SSPX priests have chapels, and not parishes because they lack the canonical jurisdiction to establish parishes within dioceses. Is a dispensation to miss Mass required under these circumstances? Can the pastor of my SSPX chapel grant it, or must I go to the nearest diocesan parish to ask permission not to go to Mass from a place I never go to Mass?
Firstly, we have to clarify a couple of things.
You are correct on the point that the SSPX isn’t a parish and the priest in charge at that chapel, whom I’m sure is a fine, diligent priest, is not a pastor (parochus… “the parish priest… pastor”). Hence, the SSPX priest there doesn’t have the ability to dispense. The ability to dispense requires jurisdiction. Sadly, the SSPX priests do not have jurisdiction… yet. We can pray, hope and work towards that day, but for now they don’t.

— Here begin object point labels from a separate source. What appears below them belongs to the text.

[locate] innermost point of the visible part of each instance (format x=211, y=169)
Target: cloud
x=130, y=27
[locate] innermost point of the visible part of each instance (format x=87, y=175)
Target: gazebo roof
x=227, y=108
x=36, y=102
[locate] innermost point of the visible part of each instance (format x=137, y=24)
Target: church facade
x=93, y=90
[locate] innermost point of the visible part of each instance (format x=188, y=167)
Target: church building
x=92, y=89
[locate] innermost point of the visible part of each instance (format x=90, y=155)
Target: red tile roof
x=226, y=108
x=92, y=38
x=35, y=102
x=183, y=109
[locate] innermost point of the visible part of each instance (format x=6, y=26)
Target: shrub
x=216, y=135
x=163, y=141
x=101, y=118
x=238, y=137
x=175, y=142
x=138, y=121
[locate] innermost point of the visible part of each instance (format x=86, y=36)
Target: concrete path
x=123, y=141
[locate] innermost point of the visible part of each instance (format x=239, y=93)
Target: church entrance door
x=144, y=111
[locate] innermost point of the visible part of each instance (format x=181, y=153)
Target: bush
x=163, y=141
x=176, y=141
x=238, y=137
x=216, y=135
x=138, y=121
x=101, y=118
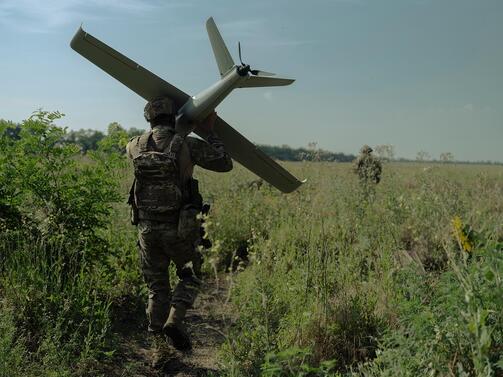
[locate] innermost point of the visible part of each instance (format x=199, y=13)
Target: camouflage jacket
x=368, y=168
x=208, y=155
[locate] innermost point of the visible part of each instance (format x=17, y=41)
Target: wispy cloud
x=46, y=16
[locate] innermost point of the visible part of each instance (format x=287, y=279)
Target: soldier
x=367, y=167
x=165, y=202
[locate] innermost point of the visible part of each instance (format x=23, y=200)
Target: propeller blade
x=256, y=72
x=239, y=49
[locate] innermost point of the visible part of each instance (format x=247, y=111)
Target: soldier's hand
x=208, y=123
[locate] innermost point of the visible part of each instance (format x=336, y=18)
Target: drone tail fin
x=256, y=81
x=222, y=56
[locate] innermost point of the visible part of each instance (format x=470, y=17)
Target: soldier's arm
x=209, y=155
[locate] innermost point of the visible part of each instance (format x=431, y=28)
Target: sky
x=421, y=75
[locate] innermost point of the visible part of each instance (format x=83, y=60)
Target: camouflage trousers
x=159, y=245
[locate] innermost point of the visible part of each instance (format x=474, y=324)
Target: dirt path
x=206, y=323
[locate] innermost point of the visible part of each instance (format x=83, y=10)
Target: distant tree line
x=89, y=140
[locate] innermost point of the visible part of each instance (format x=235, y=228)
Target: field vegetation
x=338, y=278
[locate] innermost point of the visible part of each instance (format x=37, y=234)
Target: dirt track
x=206, y=323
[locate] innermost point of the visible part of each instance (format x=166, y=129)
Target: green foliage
x=452, y=325
x=55, y=258
x=324, y=281
x=324, y=266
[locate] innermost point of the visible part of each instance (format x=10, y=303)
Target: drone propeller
x=245, y=68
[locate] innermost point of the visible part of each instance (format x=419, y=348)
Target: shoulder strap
x=143, y=142
x=174, y=146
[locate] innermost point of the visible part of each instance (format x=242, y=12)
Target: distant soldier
x=368, y=167
x=165, y=203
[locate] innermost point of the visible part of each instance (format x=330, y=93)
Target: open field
x=405, y=278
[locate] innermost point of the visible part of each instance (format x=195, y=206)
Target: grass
x=334, y=279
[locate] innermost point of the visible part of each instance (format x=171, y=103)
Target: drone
x=193, y=109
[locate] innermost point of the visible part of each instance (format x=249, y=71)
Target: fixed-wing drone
x=196, y=108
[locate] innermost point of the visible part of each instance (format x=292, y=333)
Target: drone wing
x=149, y=86
x=252, y=158
x=134, y=76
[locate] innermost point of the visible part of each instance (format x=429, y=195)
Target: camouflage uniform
x=159, y=238
x=368, y=167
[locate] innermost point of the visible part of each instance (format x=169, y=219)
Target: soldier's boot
x=175, y=329
x=161, y=352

The dispensation would have to come from your territorial pastor (or if you are a true member of a personal parish, from that pastor). REMEMBER: Being REGISTERED at a some parish that is not your territorial pastor does NOT make you a member of that parish! Registration provides little more than names and addresses for them to send you envelopes or perhaps to provide some services for you. This is part of the reality of having wildly differing priests and parishes in a highly mobile society.
Contact your local, territorial parish priest, the pastor. If he gives you any grief, contact your diocesan vicar general and ask for the dispensation. Not all of them are jerks, and you will probably obtain what you need.